The movie abruptly shifts in pace and tone at this point. While the beginning is a little too slow and the haunting understated, things intensify and the focus of the narrative shifts away from Renai toward Josh, who has a hidden past that effectively transforms the film into a heroic journey rather than a horror film.

The pacing also goes completely off-the-rails in its third act, trying to fill the void of mystery with over-the-top special effects and bizarrely creepy set pieces. Dalton’s brother and sister disappear into Lorraine’s care, proving that they were only included for a couple of easy scares early on. The movie also succumbs to an awful, nonsensical twist ending that does not set-up a sequel so much as it transforms the entire movie into a ludicrous parody of horror conventions. This movie needs an editor like a fat kid wants that afternoon snack.

If the film had a more focused narrative and better pacing, Insidious could have been a quality horror movie, in the same league as The Sixth Sense or The Ring. As it stands, however, it is most similar to 1982’s Poltergeist, which jumped the fence between funny and frightening with its mash-up of TV ghosts, killer clown-dolls and Indian burial grounds.

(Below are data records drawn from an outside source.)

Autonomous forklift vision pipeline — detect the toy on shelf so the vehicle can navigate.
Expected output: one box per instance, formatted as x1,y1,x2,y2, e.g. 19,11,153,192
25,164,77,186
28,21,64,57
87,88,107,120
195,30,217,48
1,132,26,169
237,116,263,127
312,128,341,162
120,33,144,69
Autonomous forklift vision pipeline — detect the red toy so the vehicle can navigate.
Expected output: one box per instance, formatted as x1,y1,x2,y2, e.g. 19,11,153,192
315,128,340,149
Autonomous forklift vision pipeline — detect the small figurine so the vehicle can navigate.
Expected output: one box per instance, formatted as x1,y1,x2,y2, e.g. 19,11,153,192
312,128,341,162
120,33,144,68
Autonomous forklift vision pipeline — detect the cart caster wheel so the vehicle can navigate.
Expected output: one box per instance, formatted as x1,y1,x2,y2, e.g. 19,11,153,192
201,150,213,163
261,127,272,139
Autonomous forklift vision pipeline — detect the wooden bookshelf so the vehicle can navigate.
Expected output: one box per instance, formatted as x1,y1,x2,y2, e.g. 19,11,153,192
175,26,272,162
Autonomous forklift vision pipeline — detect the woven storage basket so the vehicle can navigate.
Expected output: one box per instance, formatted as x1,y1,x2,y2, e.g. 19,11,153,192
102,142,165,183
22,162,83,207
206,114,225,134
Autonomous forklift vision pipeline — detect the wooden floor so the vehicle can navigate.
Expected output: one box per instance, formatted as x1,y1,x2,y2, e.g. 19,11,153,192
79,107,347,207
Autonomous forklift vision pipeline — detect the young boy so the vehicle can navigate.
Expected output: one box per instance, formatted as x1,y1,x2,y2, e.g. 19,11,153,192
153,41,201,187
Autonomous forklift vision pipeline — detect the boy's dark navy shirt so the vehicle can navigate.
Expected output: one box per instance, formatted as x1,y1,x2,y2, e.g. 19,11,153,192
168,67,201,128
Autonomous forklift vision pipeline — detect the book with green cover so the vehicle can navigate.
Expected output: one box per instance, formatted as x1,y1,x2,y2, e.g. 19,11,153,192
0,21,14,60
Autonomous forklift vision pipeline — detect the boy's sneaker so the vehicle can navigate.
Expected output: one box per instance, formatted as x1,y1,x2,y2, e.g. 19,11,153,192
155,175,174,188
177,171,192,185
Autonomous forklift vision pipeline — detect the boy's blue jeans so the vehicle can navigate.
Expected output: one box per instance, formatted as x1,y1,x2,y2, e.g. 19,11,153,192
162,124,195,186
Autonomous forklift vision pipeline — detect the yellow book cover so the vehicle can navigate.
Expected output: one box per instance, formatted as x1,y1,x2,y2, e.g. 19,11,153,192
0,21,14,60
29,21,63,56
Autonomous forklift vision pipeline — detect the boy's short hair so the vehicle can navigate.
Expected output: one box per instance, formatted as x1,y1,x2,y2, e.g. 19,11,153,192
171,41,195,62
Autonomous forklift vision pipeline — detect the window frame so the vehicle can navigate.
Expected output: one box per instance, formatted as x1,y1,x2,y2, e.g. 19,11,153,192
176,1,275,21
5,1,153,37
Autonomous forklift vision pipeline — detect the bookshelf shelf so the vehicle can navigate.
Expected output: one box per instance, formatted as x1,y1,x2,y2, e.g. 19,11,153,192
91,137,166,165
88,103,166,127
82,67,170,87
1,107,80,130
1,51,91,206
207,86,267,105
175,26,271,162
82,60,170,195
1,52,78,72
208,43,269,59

Despite its horrible pacing and lack of focus, Insidious is undeniably entertaining. If you are a supernatural horror movie buff who was bored to tears by Paranormal Activity, this movie was made for you. Fans of more subdued horror will have fun piecing apart all the film’s various influences. Even if you think horror movies are dumb and nonsensical, Insidious is an easy target for Science Mystery Theater 2000-style sarcastic commentary, and it makes an amusing accidental comedy in its second half.